Data assimilation as simulation-based inference

Abstract

Complex dynamical systems are found across various scientific disciplines, representing phenomena like atmospheric and oceanic behavior, brain activity, robot state in its environment, among many others. Due to the challenges that those systems may address, it is often impractical to observe their complete state, leading to the collection of partial observations. For instance, weather stations can only measure a limited number of variables like temperature and pressure, but not the entire state of the atmosphere. However, despite the limited nature of those observations, we can still use them to infer and deduce states that are consistent with the gathered data. By leveraging advanced inference methods, we can make predictions about the complete state of complex dynamical systems based on these information. In this thesis, we delve into the realm of simulation-based inference methods applied to inverse problems in high-dimensional dynamical systems. We discuss how classical methods can be adapted to our problem and investigate how existing evaluation techniques can be used to assess our estimator's performances. Unlike classical simulation-based inference problems, our focus extends to incorporating the temporal dimension of such systems and scaling consistently existing inference methods with the size of the problem.

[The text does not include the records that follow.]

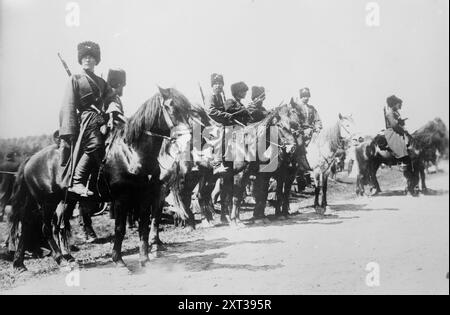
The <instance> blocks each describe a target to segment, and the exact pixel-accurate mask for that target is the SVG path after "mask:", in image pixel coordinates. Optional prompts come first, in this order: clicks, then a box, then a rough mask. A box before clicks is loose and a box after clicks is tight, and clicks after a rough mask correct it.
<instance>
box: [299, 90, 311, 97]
mask: <svg viewBox="0 0 450 315" xmlns="http://www.w3.org/2000/svg"><path fill="white" fill-rule="evenodd" d="M302 97H311V91H310V90H309V88H303V89H301V90H300V98H302Z"/></svg>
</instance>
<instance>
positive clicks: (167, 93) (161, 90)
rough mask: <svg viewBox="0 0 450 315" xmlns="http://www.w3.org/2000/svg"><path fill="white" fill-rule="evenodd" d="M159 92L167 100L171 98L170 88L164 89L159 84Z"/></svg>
mask: <svg viewBox="0 0 450 315" xmlns="http://www.w3.org/2000/svg"><path fill="white" fill-rule="evenodd" d="M158 89H159V93H161V95H162V97H163V98H164V99H165V100H166V99H168V98H170V89H163V88H162V87H160V86H158Z"/></svg>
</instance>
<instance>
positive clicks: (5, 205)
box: [0, 200, 6, 222]
mask: <svg viewBox="0 0 450 315" xmlns="http://www.w3.org/2000/svg"><path fill="white" fill-rule="evenodd" d="M5 207H6V204H5V203H4V202H3V200H0V222H3V217H4V216H5Z"/></svg>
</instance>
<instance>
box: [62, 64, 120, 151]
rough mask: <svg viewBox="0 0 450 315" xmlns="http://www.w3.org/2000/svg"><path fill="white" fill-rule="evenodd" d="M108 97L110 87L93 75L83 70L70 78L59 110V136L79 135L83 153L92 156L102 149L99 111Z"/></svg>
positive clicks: (108, 94) (103, 107) (100, 111)
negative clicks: (60, 110)
mask: <svg viewBox="0 0 450 315" xmlns="http://www.w3.org/2000/svg"><path fill="white" fill-rule="evenodd" d="M111 94H112V92H111V88H110V87H109V85H108V84H107V83H106V82H105V80H103V79H102V78H100V77H98V76H96V75H95V74H94V73H93V72H90V71H86V70H84V71H83V72H82V73H81V74H76V75H73V76H71V77H70V80H69V82H68V85H67V88H66V93H65V94H64V99H63V103H62V106H61V111H60V129H59V134H60V137H61V138H63V139H64V138H67V137H68V136H71V137H76V136H77V135H78V134H79V133H81V149H82V150H83V151H84V152H86V153H93V152H95V151H97V150H101V149H103V147H104V143H103V142H104V139H103V135H102V134H101V132H100V127H101V126H102V125H103V124H104V123H105V120H104V118H103V115H102V112H104V111H105V110H106V108H107V106H108V104H109V100H108V95H111ZM92 106H94V107H95V108H96V109H97V110H98V111H97V110H96V109H94V108H92ZM99 112H100V113H99ZM80 126H81V128H80Z"/></svg>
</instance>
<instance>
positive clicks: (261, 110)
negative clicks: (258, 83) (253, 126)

Our goal is to infer the posterior density of states in dynamic systems, using observations to condition the inference process. By accounting for the temporal aspect, we can extend our understanding of the system's behavior and make informed predictions about its future states. Eventually, we show that existing estimation methods can adapt to our problem by incorporating consistently available information related to both system dynamics and observation process. We argue that convolutional estimators are needed to allow good scaling without increasing excessively computational costs. By leveraging system's structure, we found diffusion-based estimators being promising to solve our problem. We also highlight the need of new evaluation techniques that scales correctly and propose a classifier-based posterior check that fill the lacks of other classical evaluations at the cost of harder interpretation.